File under there-should-be-a-standard, Steps for finding a human on various phone systems. Some of them are pretty amazing, such as Delta, where you say ‘agent’ four times until it finally gives you an agent. This is firmly in that part of the Venn diagram where business needs fail to intersect with user needs.

Apple has introduced a new mouse which, to me, epitomizes the problems with Apple’s design culture: It looks really nice cut out on that clean white background, but the emphasis is all in the wrong place. They’ve put all their design energy into making the buttons disappear (so it will look nice cut out on that clean white background), but I can’t figure out what the advantage is to not having buttons. The site says:

“Who has time for intuitive, elegant design when there is so much clicking to do? Thanks to a smooth top shell with touch-sensitive technology beneath, Mighty Mouse allows you to right click without a right button.”
So, they’re basically saying that clicking by pressing a non-button is more intuitive than clicking by pressing a visible, tangible button. Um, am I missing something? If only they’d improve the size and shape of the damn thing we might have something. Oh, and give up on that silly “press the whole thing to click” idea. It so very much doesn’t work. Anyhow, I gotta run; I’m off to the Apple store to buy one of those cool new mice they have.

Sadly, Jef Raskin passed away a couple of days ago. More on Raskin and his recent work.

It’s about time we got speech-to-speech translators; they had ‘em on Star Trek like 40 years ago! Plus there’s a great opportunity for hackers to mess with people’s conversations from the inside.

Another gem from Scott at uiweb is his compilation of the Best of CHI-WEB and SIGIA-L, two lists that goodness knows need filtering.

I just had an interesting online experience. I wanted to sell my old digital camera. First I listed it on craigslist, which is essentially a glorified newspaper classified. Multiple people expressed interest and arranged to come see the camera but then never showed up, thereby wasting a fair amount of my time. Finally I listed it on ebay. The up-front effort of wading through the (none-too-spectacular) ebay interface was a bit onerous, but then a magical thing happened: someone won the auction (for more than I had expected) and the exchange went smoothly, camera sold.

What I find noteworthy here is that, while interaction designers often talk about software enabling human interaction, in this case, the main benefit was that the software reduced the amount of human-human interaction. In many cases, I’d rather deal with a machine than a person, no matter what Clifford Nass says.

Marc Rettig’s Interaction Design History in a Teeny Little Nutshell (3.2 Mb PDF) is a lovely snapshot of the present (by way of the past and future) state of human-computer interaction design.
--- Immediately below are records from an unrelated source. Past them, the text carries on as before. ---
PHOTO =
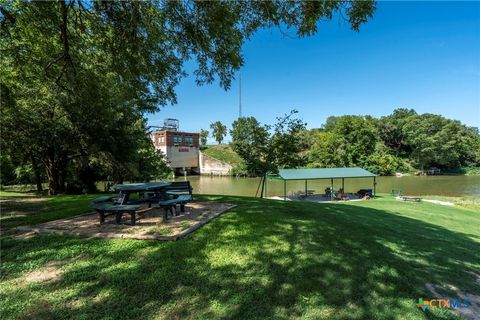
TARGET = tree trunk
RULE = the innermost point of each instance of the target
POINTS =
(57, 173)
(38, 176)
(52, 173)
India: Hole-in-the-Wall is a worthwhile quick read. Among other things, it deeply reinforces the (should-be obvious) idea that usefulness (or, related, desirability) is key to getting people to use a product. The most easy to use interface will fail if there’s no reason to use it. Likewise, even the early craptacular ebay interfaces proved “usable.” (via eh)

Computer Human Values is a nice rant about Cliff Nass’ research (amazing stuff which demonstrates that people interact with computers astonishingly similarly to how they interact with other people—like saying nicer things about an application if they are in the same room as the computer on which they saw the application!)